September. Where did August go? Probably a question I should stop asking. A month always feels like it lasts forever until the end is nigh and then it feels strangely short. August did have thirty one days, right? I think so, I’m writing this on the 31st.
Word count wise, August wasn’t the best for me. Editing and preparing for publishing this year? Definitely good. Still keeping up on that.
Time to talk about critiques. Critiques are good. Whether they are positive or negative, I think they are all good. Though there is the difference between a critique and an insult. I shared a piece last month and got the feedback that I hadn’t “earned” the ability to do something and was asked “what the hell the point” of the scene was. At first I was horrified. Then I started to laugh. Someone read a single scene and had the gall to ask me what the point was?
I would have taken that if someone had read the entire story, or even the entire chapter. But that scene alone? The first scene at that? That comes off as an insult. Especially the phrasing “what the hell”. Oof.
I love to critique other’s Writings. I recognize there is an art to it. I will share my opinions on a story all day. If only a handful are ever implemented that is perfectly fine. If someone takes up a single part of the critique, that changes the entire showing of the rest of the showing. Who knows if all of the same critiquing will be effective. Not that a single critique usually invalidates everything else, but you know what else? Critiques are also opinions. And someone’s opinion about your work isn’t always what you want to do with it.

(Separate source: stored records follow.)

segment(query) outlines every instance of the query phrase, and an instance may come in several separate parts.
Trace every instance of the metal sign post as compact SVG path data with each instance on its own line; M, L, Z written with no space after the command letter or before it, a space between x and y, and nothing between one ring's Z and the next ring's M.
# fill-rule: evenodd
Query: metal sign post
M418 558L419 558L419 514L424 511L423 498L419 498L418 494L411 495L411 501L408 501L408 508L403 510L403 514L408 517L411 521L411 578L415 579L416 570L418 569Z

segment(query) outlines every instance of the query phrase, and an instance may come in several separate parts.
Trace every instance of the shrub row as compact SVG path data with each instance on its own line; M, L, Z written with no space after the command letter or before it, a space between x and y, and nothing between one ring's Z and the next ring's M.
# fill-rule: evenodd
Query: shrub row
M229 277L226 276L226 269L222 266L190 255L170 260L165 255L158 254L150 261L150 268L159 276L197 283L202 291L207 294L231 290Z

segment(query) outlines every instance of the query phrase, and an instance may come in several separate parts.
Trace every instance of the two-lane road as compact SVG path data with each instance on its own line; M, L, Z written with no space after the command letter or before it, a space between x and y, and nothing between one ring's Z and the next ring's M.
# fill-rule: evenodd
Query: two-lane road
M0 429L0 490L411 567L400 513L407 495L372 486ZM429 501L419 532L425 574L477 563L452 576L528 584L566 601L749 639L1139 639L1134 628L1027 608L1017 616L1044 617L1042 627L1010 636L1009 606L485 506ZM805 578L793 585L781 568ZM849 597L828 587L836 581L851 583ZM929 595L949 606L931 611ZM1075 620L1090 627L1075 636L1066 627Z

Looking back on that, erm, “review”… It was less of a critique. A critique can tell me I did a bad job. But it shouldn’t insult me to do it. You critique the Writing, not the author. You critique to the best of your ability, because even if the author doesn’t take any of it straight on, the passage will be a different read in a different draft.
If only it was as easy to tell these differences with your own work as it is for others. We Writers wouldn’t have such a dramatic need for alpha and beta readers.
Don’t you just love it when someone who knows absolutely nothing about you decides to own the power of what you deserve to explore artistically? Fantastic.